Staples’ Merger Hand: How Was It Misplayed?


Staples’ lawyers surprised everyone when they decided not to call any witnesses over the 6.3 billion dollars acquisition of Office Depot last month.

On the other hand, Diane Sullivan, Weil, Gotshal & Manges LPP’s partner stated to the FTC that the deal had utterly failed to spot any market that would be harmed by the merger, asking Judge Emmett Sullivan to let the merger continue.

This abrupt and suprising move seems to have backfired though, as Judge Sullivan stopped the merger, granting the Federal Trade Commission’s request for an injuntion to hold the merge while a full trial was underway to stop the merge permanently.

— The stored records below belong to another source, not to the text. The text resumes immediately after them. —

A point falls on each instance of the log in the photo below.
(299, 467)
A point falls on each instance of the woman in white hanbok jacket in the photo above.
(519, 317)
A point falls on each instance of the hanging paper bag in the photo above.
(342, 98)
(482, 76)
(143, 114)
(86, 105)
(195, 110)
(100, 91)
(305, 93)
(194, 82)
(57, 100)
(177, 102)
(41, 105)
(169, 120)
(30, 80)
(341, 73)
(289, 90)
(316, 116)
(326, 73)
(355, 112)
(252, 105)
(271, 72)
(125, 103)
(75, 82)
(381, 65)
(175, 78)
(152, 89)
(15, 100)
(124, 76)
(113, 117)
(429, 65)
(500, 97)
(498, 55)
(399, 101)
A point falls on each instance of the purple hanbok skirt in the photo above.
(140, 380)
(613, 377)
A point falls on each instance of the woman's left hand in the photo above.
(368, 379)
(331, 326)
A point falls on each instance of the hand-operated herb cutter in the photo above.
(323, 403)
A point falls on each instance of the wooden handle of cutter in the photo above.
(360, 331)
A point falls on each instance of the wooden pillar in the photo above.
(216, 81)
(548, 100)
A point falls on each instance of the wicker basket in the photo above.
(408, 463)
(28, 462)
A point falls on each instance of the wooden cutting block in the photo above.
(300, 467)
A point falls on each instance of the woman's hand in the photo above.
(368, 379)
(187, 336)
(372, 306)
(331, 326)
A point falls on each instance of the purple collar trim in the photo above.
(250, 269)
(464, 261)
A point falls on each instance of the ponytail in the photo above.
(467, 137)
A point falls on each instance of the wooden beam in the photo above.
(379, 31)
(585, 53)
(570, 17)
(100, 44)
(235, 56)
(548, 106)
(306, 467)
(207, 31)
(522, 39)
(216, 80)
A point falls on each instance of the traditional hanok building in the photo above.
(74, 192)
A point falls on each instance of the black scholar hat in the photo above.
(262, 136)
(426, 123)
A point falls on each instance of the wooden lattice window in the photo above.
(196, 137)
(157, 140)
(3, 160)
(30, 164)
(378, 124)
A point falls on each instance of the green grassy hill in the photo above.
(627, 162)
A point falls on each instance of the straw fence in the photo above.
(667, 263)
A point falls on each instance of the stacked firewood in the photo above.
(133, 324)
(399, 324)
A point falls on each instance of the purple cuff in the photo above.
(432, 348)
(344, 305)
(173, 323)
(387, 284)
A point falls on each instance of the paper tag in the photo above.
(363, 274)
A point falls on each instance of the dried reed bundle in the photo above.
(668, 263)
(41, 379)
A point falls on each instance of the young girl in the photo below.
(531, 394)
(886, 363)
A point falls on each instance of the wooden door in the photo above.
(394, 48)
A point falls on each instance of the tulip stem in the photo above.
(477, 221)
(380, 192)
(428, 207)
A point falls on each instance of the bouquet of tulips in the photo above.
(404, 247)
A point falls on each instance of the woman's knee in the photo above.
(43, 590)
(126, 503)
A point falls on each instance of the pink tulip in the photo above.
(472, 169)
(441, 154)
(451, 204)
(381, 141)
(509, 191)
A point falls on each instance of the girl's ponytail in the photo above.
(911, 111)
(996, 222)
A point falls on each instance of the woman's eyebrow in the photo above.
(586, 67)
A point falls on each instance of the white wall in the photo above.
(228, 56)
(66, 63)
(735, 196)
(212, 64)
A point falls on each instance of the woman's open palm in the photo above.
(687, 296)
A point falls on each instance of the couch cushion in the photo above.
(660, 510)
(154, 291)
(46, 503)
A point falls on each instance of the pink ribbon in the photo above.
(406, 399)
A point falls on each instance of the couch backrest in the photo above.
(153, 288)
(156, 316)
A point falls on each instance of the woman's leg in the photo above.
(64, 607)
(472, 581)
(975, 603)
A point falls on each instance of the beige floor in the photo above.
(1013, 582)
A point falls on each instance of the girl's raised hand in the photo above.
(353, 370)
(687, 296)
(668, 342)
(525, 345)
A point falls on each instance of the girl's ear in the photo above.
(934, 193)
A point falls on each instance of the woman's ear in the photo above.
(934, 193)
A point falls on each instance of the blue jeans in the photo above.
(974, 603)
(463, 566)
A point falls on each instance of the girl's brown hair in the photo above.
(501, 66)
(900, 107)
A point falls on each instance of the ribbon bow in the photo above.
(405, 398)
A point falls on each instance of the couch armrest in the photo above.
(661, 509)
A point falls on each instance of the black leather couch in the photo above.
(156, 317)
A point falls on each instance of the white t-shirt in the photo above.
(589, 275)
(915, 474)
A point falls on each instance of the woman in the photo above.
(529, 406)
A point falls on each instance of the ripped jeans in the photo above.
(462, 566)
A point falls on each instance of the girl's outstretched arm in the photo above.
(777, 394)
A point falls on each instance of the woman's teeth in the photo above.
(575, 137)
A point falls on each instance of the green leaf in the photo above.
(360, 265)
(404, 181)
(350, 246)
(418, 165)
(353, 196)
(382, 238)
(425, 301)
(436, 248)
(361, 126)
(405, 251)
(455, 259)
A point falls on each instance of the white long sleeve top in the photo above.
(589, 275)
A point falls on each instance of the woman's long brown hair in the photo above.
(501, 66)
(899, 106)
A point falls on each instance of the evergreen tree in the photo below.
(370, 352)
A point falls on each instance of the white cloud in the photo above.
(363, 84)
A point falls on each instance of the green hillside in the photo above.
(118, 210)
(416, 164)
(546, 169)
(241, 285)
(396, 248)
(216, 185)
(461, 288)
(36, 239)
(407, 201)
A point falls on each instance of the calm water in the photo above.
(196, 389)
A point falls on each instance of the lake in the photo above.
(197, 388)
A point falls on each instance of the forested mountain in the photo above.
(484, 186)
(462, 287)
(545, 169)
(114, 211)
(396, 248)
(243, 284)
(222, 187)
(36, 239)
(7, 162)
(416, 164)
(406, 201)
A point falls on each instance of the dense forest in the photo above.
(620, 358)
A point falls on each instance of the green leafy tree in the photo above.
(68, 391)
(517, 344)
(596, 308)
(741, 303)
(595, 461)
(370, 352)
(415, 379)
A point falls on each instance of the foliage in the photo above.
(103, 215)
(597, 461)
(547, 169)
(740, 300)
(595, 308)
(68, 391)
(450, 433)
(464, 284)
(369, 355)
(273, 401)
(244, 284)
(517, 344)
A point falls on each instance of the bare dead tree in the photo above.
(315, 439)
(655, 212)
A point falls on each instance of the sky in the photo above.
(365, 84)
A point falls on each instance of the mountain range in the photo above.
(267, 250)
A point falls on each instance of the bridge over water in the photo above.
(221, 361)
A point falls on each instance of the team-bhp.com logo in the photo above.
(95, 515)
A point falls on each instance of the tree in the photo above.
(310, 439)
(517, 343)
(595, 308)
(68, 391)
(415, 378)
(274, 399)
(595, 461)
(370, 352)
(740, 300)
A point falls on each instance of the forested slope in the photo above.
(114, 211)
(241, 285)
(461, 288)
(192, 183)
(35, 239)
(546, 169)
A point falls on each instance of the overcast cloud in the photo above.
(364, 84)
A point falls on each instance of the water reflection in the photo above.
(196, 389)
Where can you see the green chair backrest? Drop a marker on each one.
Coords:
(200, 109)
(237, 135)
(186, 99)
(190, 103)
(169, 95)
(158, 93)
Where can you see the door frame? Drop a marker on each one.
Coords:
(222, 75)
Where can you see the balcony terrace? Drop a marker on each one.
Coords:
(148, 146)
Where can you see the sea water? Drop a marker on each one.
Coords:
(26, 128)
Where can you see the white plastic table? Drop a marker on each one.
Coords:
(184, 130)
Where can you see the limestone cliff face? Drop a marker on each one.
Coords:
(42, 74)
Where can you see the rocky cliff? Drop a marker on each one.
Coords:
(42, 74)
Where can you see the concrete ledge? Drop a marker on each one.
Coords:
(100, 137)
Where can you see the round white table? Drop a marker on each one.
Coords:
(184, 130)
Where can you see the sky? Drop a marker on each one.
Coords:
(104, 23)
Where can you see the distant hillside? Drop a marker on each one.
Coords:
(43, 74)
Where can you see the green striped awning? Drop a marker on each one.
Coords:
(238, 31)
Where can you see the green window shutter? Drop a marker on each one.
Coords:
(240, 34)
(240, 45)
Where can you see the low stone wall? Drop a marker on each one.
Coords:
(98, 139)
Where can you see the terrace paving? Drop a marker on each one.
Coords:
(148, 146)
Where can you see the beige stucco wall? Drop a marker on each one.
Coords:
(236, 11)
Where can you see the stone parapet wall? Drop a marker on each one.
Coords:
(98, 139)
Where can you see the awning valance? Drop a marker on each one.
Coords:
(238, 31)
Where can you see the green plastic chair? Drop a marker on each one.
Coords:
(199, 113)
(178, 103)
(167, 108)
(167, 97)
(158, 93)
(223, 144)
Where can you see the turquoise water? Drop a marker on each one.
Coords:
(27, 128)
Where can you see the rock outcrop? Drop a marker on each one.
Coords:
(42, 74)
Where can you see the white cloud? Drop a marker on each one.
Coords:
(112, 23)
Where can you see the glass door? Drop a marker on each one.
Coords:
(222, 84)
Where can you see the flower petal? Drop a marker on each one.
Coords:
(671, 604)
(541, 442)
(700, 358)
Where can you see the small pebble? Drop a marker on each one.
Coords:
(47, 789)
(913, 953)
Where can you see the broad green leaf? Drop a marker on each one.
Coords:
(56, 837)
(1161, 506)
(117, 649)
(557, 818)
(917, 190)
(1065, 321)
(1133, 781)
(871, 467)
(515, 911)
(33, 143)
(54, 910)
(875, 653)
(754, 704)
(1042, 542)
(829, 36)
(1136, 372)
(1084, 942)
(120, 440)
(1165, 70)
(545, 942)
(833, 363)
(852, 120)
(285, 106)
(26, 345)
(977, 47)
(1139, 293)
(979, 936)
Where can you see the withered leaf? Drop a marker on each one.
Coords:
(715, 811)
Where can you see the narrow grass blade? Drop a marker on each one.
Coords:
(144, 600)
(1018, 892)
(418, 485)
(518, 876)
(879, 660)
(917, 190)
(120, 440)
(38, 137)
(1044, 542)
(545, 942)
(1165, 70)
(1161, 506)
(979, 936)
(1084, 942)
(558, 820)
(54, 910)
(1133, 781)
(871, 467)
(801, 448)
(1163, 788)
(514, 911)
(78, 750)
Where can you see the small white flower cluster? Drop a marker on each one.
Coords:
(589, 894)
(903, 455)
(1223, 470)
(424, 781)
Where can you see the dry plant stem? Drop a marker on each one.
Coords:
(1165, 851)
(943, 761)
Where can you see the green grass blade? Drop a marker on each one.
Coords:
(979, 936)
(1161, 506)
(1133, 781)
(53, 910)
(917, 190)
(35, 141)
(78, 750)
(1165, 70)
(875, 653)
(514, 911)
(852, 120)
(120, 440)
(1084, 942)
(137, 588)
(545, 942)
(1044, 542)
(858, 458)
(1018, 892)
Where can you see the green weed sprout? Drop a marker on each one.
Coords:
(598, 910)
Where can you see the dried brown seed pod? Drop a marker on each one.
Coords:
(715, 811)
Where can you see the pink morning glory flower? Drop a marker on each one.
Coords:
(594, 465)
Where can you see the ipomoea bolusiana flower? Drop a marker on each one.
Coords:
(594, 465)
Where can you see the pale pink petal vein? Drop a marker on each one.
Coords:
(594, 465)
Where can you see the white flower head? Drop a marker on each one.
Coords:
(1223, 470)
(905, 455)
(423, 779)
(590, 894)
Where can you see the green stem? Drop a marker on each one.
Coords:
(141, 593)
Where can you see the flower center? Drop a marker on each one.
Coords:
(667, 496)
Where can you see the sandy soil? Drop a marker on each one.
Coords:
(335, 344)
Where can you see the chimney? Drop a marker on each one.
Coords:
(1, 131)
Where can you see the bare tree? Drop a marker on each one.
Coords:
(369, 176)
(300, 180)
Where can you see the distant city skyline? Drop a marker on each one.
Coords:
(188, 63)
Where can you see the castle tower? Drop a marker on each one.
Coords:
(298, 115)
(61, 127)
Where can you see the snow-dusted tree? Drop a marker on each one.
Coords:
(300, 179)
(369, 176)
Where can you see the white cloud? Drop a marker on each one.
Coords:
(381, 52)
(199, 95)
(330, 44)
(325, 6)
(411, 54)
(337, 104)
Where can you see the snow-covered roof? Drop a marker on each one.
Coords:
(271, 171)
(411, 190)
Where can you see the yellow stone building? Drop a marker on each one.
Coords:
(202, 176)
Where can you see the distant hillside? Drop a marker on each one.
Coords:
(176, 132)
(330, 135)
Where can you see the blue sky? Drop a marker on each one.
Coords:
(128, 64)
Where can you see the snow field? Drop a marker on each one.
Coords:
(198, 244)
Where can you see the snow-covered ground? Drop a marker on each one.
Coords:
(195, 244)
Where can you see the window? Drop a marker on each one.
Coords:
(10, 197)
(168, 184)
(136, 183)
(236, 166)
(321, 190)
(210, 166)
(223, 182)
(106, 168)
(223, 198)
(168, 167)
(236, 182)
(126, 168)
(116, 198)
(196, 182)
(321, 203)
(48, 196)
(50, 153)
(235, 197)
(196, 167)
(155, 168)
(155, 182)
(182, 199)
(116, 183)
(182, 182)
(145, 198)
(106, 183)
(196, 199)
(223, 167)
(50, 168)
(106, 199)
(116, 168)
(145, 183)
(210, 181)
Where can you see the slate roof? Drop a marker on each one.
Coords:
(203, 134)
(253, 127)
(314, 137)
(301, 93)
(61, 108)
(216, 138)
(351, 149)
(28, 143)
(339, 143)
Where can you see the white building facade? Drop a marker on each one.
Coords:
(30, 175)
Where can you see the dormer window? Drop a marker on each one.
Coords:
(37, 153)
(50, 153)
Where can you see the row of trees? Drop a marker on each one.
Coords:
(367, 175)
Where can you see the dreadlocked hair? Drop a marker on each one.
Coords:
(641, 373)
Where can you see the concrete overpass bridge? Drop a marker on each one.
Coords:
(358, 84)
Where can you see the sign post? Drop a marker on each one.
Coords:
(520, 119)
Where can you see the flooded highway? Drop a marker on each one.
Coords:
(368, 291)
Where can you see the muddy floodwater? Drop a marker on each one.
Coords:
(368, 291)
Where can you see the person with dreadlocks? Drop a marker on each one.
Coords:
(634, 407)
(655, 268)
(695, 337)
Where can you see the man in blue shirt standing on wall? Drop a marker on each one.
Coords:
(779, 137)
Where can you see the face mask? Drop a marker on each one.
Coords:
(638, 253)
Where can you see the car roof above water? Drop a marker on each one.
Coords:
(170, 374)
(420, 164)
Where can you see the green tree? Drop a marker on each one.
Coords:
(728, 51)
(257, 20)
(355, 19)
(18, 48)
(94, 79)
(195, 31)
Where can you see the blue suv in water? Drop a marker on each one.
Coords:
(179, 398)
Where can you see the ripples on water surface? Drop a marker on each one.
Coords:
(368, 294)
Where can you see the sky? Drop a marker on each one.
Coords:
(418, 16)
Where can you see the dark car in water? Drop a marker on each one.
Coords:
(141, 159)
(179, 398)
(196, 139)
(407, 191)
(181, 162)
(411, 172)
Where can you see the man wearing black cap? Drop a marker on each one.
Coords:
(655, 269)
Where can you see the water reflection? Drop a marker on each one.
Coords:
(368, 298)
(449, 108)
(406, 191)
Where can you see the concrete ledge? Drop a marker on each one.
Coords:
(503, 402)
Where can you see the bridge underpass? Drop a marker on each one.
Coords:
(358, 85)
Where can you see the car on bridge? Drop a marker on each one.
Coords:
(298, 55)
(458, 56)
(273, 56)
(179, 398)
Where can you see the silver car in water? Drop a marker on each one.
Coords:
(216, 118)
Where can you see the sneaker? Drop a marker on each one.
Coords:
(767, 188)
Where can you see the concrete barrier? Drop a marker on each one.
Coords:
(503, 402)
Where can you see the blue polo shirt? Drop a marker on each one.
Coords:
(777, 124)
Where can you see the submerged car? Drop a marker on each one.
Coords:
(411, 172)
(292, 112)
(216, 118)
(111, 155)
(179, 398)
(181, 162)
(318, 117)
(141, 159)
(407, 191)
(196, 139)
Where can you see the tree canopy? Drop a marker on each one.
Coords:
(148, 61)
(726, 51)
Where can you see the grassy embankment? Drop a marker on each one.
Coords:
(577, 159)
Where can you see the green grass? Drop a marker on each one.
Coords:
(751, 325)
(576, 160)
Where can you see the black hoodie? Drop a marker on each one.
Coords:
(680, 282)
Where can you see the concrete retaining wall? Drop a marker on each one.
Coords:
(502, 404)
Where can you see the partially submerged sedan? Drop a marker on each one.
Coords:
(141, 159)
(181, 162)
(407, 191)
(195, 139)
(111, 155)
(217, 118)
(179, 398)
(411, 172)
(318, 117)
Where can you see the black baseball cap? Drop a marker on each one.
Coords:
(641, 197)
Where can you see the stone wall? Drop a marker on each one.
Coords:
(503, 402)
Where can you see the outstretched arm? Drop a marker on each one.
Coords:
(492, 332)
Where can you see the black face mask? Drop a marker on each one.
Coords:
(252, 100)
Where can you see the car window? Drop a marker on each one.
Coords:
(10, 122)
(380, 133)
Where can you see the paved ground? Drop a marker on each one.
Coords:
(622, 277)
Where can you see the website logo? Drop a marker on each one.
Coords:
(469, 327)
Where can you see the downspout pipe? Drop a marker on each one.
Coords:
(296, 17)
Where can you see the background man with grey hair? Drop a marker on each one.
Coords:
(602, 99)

The companies terminated the merge a few hours later, to prevent the year-long process and its waiting time.

There were a lot of factors in play that helped Judge Emmett Sullivan’s choice to stop the merge, like the uncertainty of degree of strenght AMZN will have in the future, along with the fact that the Judge was not presiding over the full trial, only ruling whether the merger wwould continue or not.

During the 19th of April trial’s closing statements, Judge Emmett Sullivan warned both parties that he had restricted options thanks to the nature of the preliminary injuction case, as a partner at Doyle, Barlow and Mazard PLLC, Andre Barlow, stated, also claiming that this wasn’t a full blown trial of the Federal Trade Commission’s case.

Barlow finished by stating that all Emmett Sullivan was trying to determine was if the FTC met the burden for a preliminary injunction or not.




Staples’ Merger Hand: How Was It Misplayed?